Танур самодовольно улыбнулся, ему нравился пыл старшего Индариса.
* * *
Следы его стоп казались крошечными и детскими по сравнению с копытами твари, что недавно, по всей видимости, спускалась на водопой.
— Вот же угораздило… — сварливо перебранивался сам с собой Цицерон, будто в его голове до сих пор звучал смех последней жертвы. Наверное, это было что-то вроде самоуспокоения — он не один, у него есть… он сам. Уголки губ непроизвольно поползли вверх, шут не знал куда себя деть от накатывающихся вспышек нервозности. Следы уводили всё дальше от вооружённых воинов, и тем ярче Цицерон ощущал наводняющее его малодушие.
«Зачем я туда иду? Ради чего всё это? А что, если я сегодня умру?» — эти неприятные вопросы будоражили и без того расшатанный разум. Так ещё и бубенцы на колпаке и одежде своим звоном в глухой спящей тиши добавляли абсурда в происходящее. Он был дурнем не только в замке, но и в лесу. Нормальную одежду граф пожадничал ему выдать.
На подъёме, среди длинных ветвей плакучих ив, след растворился в опавшей листве и корнях деревьев, что, будто вены, испещряли склон. Цицерон заозирался. В детстве он охотился на ланей, но этого старого опыта было явно недостаточно.
Шут остановился и от безысходности глубоко вздохнул, пытаясь успокоить колотящееся о рёбра сердце.
— Матушка, моя милая матушка… Защити своё дитя… — слова вырвались сами собой. Но тут же его голос стал ниже и надрывнее. Словно упрекая самого себя за слабость, он прорычал: — Нет ей до тебя никакого дела! И никогда не было! Что за глупый дурак?! На что ты надеешься?! Не обманывайся глупыми надеждами!

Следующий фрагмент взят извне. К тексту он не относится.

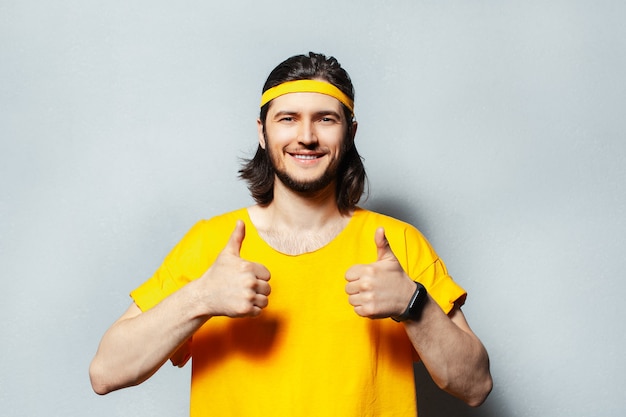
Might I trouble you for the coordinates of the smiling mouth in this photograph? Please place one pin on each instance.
(305, 157)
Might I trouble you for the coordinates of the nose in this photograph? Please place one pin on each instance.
(307, 134)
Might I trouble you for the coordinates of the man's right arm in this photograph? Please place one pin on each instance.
(138, 343)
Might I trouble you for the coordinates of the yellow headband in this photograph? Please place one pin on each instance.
(306, 86)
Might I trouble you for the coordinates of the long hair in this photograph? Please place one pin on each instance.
(351, 177)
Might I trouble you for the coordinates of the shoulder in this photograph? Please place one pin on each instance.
(392, 226)
(403, 237)
(209, 235)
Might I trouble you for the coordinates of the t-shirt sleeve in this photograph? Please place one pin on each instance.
(187, 261)
(423, 265)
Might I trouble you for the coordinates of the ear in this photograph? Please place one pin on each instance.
(353, 131)
(259, 126)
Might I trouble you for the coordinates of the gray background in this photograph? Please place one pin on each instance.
(495, 127)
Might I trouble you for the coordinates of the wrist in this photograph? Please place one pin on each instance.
(413, 310)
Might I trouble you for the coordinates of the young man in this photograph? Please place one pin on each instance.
(356, 297)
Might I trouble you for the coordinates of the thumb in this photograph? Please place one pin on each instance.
(233, 246)
(382, 245)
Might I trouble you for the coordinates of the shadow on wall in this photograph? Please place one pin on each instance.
(433, 402)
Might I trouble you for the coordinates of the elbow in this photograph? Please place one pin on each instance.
(98, 379)
(481, 392)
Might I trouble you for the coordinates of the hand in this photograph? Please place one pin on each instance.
(235, 287)
(381, 289)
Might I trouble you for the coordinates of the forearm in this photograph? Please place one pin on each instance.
(455, 358)
(138, 344)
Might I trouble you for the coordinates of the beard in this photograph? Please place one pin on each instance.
(309, 186)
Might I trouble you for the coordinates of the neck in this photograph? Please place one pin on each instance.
(299, 211)
(294, 223)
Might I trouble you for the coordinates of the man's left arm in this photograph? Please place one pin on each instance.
(453, 355)
(451, 352)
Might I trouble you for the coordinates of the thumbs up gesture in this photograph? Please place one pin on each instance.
(232, 286)
(380, 289)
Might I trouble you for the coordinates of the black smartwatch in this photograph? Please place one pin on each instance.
(414, 309)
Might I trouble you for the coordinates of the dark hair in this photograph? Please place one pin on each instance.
(351, 177)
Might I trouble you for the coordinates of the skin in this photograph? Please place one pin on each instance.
(304, 134)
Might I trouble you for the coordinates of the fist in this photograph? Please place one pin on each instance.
(235, 287)
(380, 289)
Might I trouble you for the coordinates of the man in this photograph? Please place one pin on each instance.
(356, 297)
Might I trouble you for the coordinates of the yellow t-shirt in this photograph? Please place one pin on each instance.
(308, 353)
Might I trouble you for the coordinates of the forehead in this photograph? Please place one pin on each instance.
(305, 102)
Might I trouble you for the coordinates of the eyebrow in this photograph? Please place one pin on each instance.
(317, 113)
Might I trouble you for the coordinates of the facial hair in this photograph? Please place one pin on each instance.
(305, 186)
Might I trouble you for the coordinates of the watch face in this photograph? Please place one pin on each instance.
(415, 306)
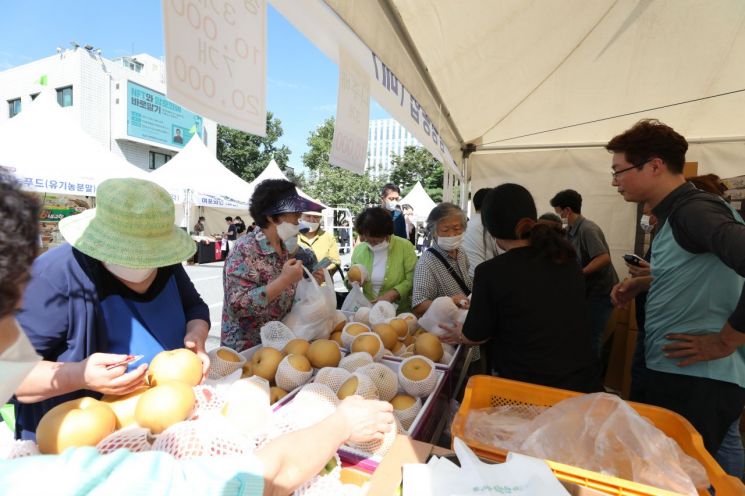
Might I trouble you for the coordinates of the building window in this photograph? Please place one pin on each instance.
(158, 159)
(14, 107)
(64, 96)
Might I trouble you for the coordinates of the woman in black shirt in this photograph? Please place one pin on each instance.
(530, 302)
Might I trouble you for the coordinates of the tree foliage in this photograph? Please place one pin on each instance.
(332, 185)
(247, 155)
(417, 164)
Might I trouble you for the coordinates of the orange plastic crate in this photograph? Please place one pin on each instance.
(484, 391)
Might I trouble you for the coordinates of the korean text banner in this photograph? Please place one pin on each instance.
(216, 59)
(349, 147)
(153, 117)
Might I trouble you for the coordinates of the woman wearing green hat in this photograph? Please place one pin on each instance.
(117, 288)
(260, 274)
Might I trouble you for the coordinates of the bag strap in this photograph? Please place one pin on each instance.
(450, 269)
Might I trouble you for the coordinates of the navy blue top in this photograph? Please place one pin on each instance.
(68, 309)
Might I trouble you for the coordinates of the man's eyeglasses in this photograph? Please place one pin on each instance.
(615, 174)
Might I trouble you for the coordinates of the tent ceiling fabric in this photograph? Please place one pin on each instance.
(511, 68)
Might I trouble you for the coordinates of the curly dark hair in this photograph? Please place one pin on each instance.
(19, 234)
(265, 196)
(648, 139)
(568, 198)
(375, 221)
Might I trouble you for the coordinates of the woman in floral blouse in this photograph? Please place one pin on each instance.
(260, 275)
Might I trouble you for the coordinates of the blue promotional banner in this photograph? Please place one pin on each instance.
(153, 117)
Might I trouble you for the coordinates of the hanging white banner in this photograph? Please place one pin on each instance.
(349, 147)
(216, 60)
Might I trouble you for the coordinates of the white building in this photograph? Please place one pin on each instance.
(386, 136)
(120, 102)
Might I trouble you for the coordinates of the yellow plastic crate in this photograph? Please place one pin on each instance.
(484, 391)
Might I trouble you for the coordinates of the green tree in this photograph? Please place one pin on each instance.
(334, 186)
(247, 155)
(417, 164)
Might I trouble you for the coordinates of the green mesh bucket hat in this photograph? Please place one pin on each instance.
(132, 225)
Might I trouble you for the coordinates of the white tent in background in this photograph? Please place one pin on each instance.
(420, 202)
(272, 171)
(49, 152)
(195, 172)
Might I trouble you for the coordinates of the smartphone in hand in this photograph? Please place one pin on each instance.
(325, 262)
(633, 259)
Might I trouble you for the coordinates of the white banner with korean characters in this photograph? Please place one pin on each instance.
(349, 147)
(216, 60)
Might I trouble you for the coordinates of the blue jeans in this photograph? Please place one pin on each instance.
(600, 309)
(731, 455)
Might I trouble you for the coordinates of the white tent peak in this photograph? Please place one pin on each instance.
(419, 201)
(272, 171)
(195, 168)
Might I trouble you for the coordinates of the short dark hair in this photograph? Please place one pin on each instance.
(568, 198)
(19, 237)
(389, 187)
(648, 139)
(265, 196)
(375, 221)
(478, 198)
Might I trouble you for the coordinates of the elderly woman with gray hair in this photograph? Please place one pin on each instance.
(442, 270)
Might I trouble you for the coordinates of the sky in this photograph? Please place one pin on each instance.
(301, 82)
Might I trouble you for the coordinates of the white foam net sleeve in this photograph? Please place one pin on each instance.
(333, 377)
(21, 449)
(362, 315)
(365, 387)
(276, 335)
(313, 403)
(134, 438)
(382, 312)
(208, 400)
(384, 378)
(381, 348)
(209, 436)
(288, 378)
(406, 417)
(411, 321)
(378, 447)
(346, 338)
(221, 368)
(422, 387)
(353, 361)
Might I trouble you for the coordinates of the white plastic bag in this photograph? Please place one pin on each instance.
(442, 311)
(355, 300)
(312, 315)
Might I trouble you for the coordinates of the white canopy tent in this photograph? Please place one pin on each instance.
(272, 171)
(530, 92)
(49, 152)
(419, 201)
(195, 178)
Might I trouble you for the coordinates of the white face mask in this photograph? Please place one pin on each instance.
(15, 364)
(645, 225)
(291, 244)
(285, 230)
(448, 243)
(312, 226)
(129, 274)
(379, 248)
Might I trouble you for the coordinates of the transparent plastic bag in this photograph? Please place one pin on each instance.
(355, 299)
(602, 433)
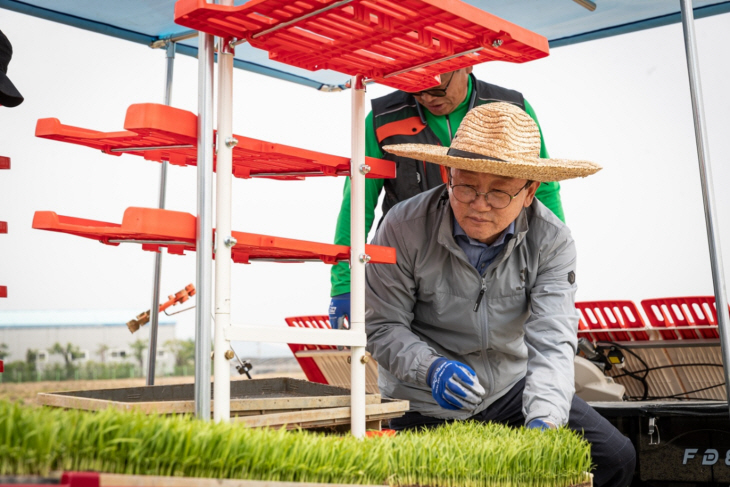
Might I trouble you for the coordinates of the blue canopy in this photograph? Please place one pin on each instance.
(562, 22)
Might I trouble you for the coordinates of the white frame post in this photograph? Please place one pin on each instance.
(204, 226)
(358, 257)
(708, 193)
(223, 238)
(154, 309)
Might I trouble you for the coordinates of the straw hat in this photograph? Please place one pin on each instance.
(498, 138)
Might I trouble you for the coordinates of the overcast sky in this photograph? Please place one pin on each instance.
(622, 102)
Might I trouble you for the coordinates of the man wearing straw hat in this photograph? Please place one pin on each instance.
(477, 318)
(428, 117)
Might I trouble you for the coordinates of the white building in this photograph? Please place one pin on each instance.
(93, 331)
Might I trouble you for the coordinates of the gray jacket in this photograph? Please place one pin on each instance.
(423, 308)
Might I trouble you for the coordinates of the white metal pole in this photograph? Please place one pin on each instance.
(708, 193)
(204, 226)
(154, 309)
(223, 239)
(358, 258)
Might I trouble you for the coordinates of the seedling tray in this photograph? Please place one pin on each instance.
(256, 403)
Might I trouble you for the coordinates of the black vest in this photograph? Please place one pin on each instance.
(399, 119)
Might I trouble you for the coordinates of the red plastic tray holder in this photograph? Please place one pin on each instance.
(404, 44)
(308, 365)
(175, 230)
(678, 317)
(620, 318)
(163, 133)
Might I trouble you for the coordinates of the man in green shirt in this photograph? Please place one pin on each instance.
(427, 117)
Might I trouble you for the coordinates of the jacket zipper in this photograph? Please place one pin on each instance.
(481, 293)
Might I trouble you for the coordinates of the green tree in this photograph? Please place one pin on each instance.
(138, 349)
(102, 351)
(69, 353)
(31, 356)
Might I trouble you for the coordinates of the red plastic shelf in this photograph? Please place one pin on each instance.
(163, 133)
(619, 320)
(400, 43)
(174, 230)
(686, 318)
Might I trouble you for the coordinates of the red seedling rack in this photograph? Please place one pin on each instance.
(155, 228)
(404, 44)
(163, 133)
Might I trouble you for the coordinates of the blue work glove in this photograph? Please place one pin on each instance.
(340, 311)
(454, 385)
(539, 424)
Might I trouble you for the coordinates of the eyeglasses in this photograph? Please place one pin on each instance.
(496, 198)
(437, 92)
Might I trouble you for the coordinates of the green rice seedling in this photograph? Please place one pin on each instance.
(40, 440)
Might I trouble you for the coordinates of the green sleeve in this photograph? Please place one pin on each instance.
(340, 275)
(547, 193)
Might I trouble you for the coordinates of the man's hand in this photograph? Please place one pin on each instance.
(540, 424)
(340, 311)
(454, 385)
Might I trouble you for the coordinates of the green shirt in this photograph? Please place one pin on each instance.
(444, 127)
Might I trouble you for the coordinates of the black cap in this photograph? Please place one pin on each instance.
(9, 95)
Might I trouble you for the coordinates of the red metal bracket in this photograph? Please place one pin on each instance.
(175, 230)
(80, 479)
(163, 133)
(405, 44)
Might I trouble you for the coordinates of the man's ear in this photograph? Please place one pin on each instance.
(531, 189)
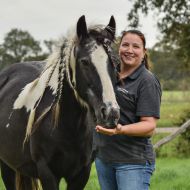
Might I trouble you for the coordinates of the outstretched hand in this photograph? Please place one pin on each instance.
(110, 132)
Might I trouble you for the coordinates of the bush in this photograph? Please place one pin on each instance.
(183, 145)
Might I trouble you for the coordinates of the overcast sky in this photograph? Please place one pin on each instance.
(50, 19)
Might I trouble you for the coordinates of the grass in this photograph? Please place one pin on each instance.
(171, 173)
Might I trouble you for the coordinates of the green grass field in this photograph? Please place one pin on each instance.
(174, 103)
(171, 173)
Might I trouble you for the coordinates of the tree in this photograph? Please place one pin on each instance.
(18, 46)
(174, 23)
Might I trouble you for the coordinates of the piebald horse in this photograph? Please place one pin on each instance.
(50, 109)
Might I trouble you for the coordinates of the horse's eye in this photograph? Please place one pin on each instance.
(85, 62)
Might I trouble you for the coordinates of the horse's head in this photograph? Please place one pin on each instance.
(94, 71)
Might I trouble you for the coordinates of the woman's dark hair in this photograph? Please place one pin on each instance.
(142, 37)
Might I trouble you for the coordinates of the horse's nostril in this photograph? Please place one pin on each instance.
(103, 113)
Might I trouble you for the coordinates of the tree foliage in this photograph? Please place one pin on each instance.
(174, 23)
(18, 46)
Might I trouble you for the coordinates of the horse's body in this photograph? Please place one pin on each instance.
(76, 93)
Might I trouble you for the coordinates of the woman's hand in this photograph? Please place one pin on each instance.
(110, 132)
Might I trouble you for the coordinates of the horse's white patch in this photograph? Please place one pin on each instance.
(99, 59)
(33, 91)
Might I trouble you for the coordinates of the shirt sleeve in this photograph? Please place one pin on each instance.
(149, 97)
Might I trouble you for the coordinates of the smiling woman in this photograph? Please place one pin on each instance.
(125, 158)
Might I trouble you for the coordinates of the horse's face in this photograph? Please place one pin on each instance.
(94, 72)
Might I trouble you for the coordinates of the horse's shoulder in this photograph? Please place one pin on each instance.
(25, 71)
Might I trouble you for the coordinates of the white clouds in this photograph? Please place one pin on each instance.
(46, 19)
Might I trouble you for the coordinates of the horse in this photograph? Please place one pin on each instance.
(49, 110)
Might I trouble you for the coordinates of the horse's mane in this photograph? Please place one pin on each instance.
(53, 74)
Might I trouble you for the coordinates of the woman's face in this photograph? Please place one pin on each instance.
(131, 50)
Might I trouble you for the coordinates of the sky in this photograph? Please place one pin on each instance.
(51, 19)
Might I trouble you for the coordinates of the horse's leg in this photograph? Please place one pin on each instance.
(46, 177)
(79, 181)
(8, 176)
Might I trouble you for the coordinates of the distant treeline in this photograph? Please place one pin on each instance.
(166, 63)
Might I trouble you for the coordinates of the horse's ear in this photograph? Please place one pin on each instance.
(82, 31)
(111, 27)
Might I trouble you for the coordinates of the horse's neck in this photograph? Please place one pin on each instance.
(70, 107)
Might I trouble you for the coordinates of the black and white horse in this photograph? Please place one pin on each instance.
(48, 111)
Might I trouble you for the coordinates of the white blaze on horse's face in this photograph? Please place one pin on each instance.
(100, 60)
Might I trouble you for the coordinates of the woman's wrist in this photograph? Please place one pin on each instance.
(119, 130)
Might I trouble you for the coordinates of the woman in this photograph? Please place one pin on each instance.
(125, 158)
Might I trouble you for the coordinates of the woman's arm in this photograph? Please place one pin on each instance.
(144, 128)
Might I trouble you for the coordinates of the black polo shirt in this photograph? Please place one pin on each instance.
(138, 95)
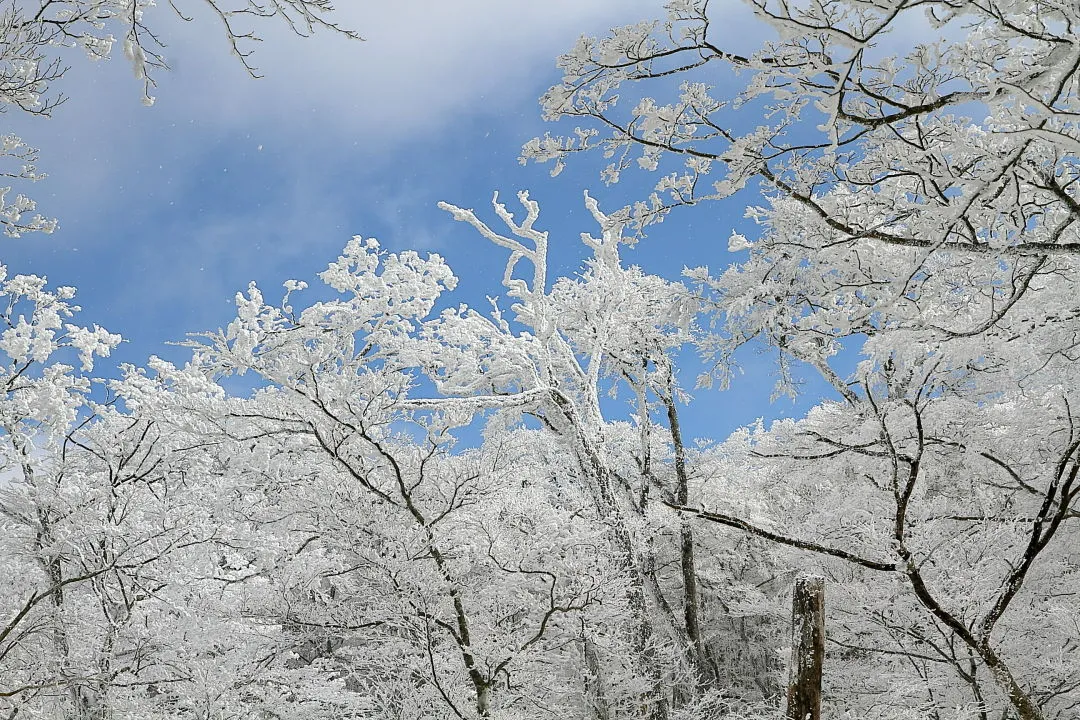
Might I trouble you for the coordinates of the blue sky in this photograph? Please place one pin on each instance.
(166, 212)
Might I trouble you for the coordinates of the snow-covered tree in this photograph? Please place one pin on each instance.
(918, 163)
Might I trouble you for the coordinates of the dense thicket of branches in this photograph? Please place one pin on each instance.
(426, 510)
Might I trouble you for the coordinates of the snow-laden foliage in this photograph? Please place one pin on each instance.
(427, 510)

Цицерон в припадке безумия принялся колотить себе по голове, будто это как-то могло остановить ворвавшийся хаос в истерзанное сознание. Самобичевание. Видимо, оно и впрямь приносило ему некое успокоение.
— Глупый Цицерон! Ты сама наивность, ха-ха! Так ещё и этот проклятый затворник мог бы подсобить! Но нет! — агрессия начинала перекидываться на его малочисленных знакомых.
«Прости, но вмешиваться в развлечения Аланила без его ведома себе дороже. Сейчас я не желаю привлекать к себе внимание», — сухим и холодным тоном отрезал Илет все потуги Цицерона вытребовать себе хотя бы один магический свиток.
— Ну да! Ты же никакой выгоды с этого не получишь, затворник! Так зачем напрягаться ради какого-то дурака?.. — Цицерон порывисто стал пинать комья листвы, чтобы хоть как-то выпустить пар. — Ах, да! Тебе же будет только лучше, если я сгину! Вот бы прильнуть руками к твоей шее, хотя бы на минутку!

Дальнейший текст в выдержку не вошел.